When I came up with this I was pleased (and also implemented it). Lately I've been wondering whether it is as wonderful as I thought. Is there a better way to store the definitions of the sets?
I would think using duck-typing may be intuitive here, as an alternative.
For example all modern-languages (C#, Java, Python) have the concept of sets. If you are going to "intersect" or "union" (set operators) via SQL, then you have to store them in a relational way. Else, why not store them in a language native way ?. (as opposed to relational).
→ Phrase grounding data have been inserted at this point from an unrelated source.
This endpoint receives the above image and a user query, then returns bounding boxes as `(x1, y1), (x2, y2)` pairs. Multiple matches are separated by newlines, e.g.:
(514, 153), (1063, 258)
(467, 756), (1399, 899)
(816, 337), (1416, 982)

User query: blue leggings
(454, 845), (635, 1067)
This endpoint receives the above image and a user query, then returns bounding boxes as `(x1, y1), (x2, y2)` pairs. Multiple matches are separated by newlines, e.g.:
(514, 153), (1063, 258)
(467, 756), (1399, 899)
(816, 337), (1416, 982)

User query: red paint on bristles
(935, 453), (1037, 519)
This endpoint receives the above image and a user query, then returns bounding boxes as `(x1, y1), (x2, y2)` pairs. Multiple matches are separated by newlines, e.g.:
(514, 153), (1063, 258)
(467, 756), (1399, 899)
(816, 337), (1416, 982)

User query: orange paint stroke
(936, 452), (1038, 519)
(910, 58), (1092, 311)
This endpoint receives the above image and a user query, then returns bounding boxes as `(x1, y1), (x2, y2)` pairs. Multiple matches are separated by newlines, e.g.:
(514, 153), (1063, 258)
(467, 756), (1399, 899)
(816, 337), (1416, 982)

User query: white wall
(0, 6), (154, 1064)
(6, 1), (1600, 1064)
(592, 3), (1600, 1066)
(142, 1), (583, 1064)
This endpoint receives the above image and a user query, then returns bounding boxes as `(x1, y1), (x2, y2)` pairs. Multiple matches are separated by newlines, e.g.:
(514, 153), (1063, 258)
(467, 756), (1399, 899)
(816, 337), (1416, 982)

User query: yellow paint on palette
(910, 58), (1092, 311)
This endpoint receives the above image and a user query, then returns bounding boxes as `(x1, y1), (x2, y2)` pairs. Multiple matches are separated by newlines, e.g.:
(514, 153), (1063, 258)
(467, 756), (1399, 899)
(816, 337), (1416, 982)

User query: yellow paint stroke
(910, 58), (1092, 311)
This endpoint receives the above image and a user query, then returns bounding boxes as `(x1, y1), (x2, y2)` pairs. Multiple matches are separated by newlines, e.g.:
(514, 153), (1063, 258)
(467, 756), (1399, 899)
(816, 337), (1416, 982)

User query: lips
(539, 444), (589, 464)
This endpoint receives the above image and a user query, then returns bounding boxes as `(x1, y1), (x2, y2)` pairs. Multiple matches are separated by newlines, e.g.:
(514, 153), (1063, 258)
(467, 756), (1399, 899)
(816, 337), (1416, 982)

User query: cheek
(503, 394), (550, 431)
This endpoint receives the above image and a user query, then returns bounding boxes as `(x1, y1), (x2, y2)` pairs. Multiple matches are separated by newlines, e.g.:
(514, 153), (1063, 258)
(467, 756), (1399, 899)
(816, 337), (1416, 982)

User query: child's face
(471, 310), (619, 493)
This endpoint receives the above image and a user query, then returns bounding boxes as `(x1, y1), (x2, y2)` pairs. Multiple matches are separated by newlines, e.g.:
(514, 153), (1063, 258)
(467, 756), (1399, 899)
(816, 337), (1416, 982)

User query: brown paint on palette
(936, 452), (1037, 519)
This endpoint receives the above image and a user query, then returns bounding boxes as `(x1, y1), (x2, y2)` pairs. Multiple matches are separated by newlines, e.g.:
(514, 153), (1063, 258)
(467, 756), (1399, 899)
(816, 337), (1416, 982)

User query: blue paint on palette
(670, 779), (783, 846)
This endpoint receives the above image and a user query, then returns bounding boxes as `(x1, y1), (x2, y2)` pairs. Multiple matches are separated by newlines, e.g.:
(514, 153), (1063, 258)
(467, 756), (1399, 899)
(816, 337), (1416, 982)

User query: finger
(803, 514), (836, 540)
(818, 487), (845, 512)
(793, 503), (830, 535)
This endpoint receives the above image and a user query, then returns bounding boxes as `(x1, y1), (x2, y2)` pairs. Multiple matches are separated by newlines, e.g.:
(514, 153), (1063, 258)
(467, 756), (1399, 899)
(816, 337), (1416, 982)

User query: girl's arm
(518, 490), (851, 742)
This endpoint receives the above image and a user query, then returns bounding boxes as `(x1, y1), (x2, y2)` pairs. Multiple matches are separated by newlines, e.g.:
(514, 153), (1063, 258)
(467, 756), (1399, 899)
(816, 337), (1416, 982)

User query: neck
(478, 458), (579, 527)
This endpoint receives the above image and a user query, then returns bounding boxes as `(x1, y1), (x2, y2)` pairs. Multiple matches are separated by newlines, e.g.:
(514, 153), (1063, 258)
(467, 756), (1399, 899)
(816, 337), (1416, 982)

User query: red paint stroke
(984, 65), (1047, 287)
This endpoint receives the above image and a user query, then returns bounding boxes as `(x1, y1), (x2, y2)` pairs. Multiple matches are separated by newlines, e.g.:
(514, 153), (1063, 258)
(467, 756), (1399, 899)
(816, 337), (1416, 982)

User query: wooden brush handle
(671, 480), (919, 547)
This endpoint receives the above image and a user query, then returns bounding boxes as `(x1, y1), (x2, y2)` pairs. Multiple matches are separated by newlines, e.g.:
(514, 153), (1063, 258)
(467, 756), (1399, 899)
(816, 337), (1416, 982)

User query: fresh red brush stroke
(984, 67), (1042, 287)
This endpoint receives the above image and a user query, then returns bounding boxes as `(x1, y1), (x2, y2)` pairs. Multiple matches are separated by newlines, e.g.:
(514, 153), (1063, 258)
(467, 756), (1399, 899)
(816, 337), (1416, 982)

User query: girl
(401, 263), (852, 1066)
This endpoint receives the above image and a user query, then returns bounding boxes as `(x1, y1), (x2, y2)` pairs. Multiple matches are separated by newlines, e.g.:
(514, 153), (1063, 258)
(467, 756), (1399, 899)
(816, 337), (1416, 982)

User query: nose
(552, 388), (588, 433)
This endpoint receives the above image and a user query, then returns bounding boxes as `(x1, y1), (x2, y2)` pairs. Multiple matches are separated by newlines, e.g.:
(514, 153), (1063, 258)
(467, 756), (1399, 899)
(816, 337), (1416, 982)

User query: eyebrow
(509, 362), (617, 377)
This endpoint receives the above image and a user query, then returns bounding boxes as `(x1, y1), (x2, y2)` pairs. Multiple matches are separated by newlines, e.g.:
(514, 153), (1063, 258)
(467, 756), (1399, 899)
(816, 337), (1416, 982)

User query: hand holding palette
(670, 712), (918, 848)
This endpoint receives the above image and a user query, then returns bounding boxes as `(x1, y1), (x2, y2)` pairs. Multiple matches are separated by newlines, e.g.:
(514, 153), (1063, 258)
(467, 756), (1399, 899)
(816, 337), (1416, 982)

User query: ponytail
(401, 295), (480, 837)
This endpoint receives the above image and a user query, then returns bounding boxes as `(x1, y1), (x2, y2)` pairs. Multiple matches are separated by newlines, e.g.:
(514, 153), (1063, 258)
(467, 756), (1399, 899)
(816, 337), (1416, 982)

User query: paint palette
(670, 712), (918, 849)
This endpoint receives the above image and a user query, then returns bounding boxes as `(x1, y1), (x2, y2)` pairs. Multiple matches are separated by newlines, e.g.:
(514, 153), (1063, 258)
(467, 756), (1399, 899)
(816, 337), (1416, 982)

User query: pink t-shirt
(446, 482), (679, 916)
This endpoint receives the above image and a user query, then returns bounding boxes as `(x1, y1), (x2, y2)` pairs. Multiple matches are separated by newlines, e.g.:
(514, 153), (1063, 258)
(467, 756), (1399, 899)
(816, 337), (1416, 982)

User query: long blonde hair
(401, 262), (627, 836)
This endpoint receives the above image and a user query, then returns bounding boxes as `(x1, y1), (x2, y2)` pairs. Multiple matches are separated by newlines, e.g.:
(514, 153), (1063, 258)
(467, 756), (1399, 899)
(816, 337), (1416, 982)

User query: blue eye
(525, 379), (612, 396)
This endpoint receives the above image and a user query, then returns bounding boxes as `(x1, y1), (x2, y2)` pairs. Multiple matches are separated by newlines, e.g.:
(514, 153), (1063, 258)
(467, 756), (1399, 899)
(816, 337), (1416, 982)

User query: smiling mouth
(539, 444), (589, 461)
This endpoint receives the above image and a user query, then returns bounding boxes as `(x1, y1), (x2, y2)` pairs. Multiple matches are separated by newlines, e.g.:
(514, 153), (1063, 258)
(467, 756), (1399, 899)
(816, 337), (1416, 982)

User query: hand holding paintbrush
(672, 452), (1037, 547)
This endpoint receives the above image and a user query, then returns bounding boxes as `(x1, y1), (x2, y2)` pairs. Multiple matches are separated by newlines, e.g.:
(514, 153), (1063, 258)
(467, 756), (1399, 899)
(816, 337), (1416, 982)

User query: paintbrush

By native way, I would mean that if it was done in Python and we used a Python set, then that is what I would persist. Same with Java or C#.
So if a set-id 10 had the members 1,4,5,6 it would be persisted in the DB as follows:
SetId Set
______________________________________
10 1,4,5,6
11 2,3
12 null
Sure, this has the disadvantage that it could be proprietary, or maybe even non-performant - which you can perhaps tell as you have the complete problem definition. If you need SQL to analyze it, maybe my suggestion has further downsides.
In a sense, the set representation feature of each of these languages are like a DSL (Domain specific Language) - if you will need to 'talk' a lot of set-stuff between your application classes / objects, then why not use the natural fit?